I am working with a brilliant team of sys admins and engineers who are saying, with great conviction, and after weeks of effort, that Rancher HA is NOT STABLE right now and do not recommend that we use it. We are using an uncomplicated 3 node setup with external Cisco FW’s.
I am pushing back strongly on this with my team, but I would love any feedback from those who have done Rancher HA in an enterprise production environment.
Let me know what you think.
Why are they saying it’s not stable?
HA ALWAYS depends on multiple components in your setup. If you’re using a mysql database that isn’t highly available, you don’t have HA, simple as that. Same goes for the external loadbalancer and everything that may affect your setup (network connections, storage etc.)
Personally I’ve tried the HA features and think they work great. But I don’t really need them, because my applications (containers) will always run without rancher.
I have to totally agree with them.
I have the instances essentially stop forwarding requests (the requests will 503), and then I have to restart the network daemon on all of my nodes after which it will work again. The nodes are working perfectly, in addition to this nastiness, HA proxy has crashed several times on me, taking down the entire API with it. I will simply log in to rancher, and the load balancer will be red or yellow, with no informational logs, and I have to stop and restart it to get it to work.
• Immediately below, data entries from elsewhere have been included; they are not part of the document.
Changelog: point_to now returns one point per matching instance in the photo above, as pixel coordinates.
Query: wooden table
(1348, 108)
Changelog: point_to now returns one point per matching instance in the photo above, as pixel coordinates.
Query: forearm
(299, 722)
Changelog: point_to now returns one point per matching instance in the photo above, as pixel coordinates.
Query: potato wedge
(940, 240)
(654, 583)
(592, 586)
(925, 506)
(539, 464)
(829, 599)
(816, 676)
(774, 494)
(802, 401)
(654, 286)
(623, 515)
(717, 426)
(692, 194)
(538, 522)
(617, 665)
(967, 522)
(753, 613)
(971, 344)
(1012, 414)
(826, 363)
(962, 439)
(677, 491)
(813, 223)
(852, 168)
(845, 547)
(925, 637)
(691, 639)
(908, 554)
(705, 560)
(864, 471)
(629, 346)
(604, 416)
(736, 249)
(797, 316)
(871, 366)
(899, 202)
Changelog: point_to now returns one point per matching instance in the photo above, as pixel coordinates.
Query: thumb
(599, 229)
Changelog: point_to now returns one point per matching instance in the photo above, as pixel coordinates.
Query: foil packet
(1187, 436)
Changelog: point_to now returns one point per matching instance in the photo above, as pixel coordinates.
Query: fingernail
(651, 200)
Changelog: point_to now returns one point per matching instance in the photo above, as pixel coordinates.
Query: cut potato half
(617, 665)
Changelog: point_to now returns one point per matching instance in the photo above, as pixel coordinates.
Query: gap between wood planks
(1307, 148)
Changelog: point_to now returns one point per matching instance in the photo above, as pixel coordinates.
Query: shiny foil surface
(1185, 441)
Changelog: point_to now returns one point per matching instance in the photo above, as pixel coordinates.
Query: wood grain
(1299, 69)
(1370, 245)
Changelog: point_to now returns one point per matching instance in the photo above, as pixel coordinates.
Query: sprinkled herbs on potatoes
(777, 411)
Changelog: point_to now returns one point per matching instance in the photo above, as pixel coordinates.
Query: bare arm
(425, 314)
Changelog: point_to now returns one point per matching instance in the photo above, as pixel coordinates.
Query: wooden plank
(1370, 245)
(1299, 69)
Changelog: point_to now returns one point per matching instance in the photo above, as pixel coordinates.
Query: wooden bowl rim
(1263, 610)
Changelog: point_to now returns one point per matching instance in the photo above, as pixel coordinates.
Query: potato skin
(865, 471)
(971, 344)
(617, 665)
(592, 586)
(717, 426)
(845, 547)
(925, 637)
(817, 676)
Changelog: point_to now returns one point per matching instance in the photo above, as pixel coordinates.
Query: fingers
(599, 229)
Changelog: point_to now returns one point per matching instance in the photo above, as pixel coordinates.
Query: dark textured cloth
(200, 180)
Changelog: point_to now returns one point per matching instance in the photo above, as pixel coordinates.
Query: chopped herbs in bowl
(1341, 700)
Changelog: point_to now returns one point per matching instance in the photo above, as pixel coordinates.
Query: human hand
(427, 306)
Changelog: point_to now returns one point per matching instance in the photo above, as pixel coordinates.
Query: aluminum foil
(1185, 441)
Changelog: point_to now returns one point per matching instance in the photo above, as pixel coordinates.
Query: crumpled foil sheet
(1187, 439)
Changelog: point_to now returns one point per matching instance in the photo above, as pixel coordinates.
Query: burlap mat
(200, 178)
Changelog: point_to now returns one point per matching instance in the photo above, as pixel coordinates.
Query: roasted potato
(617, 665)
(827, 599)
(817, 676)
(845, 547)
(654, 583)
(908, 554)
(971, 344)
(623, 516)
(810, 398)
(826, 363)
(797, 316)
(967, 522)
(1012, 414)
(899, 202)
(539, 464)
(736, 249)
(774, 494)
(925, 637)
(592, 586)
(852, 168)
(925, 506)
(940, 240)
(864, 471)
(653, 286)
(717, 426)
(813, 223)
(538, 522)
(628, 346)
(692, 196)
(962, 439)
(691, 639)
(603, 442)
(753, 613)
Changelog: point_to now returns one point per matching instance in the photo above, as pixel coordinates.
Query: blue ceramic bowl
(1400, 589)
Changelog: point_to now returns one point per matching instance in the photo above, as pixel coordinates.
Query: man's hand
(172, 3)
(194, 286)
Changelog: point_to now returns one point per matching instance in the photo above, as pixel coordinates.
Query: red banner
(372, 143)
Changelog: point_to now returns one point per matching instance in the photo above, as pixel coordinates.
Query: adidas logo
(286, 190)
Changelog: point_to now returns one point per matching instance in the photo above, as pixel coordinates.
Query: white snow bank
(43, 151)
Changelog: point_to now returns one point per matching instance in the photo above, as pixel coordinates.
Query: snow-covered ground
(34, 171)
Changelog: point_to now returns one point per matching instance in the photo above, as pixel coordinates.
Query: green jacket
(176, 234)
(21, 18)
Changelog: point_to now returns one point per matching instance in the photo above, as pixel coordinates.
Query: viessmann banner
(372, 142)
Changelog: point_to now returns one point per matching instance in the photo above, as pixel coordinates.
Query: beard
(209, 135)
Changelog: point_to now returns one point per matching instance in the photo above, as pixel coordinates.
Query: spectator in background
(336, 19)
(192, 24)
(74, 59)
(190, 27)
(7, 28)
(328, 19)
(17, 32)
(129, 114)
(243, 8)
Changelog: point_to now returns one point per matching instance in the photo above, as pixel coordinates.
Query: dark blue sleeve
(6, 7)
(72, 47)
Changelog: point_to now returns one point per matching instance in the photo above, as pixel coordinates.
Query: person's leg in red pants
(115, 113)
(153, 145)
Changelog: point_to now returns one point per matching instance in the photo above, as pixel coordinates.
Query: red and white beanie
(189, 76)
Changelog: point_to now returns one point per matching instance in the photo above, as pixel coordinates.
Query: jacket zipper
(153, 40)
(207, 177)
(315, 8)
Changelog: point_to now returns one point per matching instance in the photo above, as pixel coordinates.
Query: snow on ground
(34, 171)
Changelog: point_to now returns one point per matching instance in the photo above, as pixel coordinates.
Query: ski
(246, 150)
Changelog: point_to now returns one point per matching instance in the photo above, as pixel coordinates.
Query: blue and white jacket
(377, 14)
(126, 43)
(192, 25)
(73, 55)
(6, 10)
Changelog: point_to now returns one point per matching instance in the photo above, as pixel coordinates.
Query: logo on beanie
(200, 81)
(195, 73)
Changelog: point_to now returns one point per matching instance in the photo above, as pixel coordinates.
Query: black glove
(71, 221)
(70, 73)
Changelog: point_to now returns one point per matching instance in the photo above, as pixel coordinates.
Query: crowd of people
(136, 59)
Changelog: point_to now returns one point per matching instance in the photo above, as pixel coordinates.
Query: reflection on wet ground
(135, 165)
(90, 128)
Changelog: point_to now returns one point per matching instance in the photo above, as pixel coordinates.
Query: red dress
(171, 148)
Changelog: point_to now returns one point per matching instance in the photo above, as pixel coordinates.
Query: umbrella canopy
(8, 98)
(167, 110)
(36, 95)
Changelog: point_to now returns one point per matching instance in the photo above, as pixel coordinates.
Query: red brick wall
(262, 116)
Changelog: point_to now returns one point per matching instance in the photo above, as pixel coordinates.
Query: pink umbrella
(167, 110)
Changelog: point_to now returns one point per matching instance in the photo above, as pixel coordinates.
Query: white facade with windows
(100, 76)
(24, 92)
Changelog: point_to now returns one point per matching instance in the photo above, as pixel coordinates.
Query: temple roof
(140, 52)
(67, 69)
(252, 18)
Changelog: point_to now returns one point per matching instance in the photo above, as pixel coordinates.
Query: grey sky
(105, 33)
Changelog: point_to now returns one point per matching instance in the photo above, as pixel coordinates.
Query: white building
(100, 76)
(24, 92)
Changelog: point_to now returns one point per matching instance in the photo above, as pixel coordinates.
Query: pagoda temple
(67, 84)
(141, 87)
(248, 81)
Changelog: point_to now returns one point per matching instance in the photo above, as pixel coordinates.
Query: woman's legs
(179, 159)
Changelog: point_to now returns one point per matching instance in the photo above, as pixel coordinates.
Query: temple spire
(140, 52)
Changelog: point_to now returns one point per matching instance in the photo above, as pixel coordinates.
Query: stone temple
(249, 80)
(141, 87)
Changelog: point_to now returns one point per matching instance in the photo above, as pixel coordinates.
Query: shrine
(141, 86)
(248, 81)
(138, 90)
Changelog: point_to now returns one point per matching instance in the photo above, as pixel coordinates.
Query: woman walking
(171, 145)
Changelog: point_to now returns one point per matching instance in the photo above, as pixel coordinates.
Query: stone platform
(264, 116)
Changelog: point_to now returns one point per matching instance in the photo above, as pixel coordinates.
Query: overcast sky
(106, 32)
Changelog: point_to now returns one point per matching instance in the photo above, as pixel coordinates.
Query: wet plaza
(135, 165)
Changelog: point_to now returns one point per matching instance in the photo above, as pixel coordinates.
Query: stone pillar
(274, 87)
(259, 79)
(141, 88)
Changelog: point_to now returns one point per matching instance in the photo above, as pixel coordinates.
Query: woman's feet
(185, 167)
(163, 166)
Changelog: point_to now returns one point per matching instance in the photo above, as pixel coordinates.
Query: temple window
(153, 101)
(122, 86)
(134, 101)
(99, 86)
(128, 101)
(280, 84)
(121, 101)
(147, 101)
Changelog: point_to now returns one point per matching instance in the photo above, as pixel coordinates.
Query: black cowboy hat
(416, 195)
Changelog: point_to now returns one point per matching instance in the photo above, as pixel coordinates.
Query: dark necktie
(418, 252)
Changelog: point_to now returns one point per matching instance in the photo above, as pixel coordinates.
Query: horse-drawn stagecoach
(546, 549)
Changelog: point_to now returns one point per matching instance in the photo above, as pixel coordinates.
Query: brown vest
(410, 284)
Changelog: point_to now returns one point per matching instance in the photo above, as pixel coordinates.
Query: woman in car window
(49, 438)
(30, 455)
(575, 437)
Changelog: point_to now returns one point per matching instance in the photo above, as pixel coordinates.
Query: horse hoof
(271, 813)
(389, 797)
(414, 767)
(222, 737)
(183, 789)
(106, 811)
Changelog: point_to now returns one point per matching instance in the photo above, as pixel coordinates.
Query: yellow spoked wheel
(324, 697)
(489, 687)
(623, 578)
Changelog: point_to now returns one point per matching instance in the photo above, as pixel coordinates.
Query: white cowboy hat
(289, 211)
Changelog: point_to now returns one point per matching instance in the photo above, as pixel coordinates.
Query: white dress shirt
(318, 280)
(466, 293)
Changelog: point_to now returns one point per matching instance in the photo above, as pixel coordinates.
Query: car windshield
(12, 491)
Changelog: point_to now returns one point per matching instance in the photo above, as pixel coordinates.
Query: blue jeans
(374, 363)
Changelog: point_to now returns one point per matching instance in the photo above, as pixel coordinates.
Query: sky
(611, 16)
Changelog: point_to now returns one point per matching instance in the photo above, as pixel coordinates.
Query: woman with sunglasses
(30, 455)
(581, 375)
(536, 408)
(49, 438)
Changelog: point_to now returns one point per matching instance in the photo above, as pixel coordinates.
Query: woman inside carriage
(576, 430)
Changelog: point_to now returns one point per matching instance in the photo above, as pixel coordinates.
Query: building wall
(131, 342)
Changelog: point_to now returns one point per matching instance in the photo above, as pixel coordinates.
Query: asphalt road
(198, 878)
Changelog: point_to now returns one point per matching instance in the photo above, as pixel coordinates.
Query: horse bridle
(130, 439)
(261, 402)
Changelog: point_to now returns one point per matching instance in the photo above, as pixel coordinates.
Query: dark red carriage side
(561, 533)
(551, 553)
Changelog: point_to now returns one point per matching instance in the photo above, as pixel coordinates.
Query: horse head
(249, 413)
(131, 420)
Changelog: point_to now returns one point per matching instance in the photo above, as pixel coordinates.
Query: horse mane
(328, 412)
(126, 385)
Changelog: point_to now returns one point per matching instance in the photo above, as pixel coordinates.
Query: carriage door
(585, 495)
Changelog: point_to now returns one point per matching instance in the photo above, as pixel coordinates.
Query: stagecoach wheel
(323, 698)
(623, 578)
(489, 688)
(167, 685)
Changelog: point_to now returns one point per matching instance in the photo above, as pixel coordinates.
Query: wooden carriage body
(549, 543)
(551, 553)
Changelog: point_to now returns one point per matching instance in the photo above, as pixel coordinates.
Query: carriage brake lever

The real troubling part about this is that it’s random and without logs. This is a recipe for “not happening” in production.
I don’t recall any issues at all until I started using certificates. My original architecture used a fixed non-docker NGINX rproxy that forwarded everything to HAProxy for load balancing. Once I switched the cert endpoints to HAProxy and had the proxies serving directly, that’s when I started seeing issues crop up once in a while.
I really like the security that having all of my containers linked provides without exposing ports to the outside world, or maintaining a firewall on each of my instances. I have made up my mind though, if HAproxy craps out in the next week for us, I’m pulling it and moving everything back to nginx.
Essentially what I hear is that one of the services will die and bring down the whole environment. In addition, there are minimal if any clues as to why something dies. Recovery is essentially a complete restart of all services.
I know some people are using it in production, and I just am not sure what makes it work for some and not for others. Some parts must be less than reliable. But, which ones?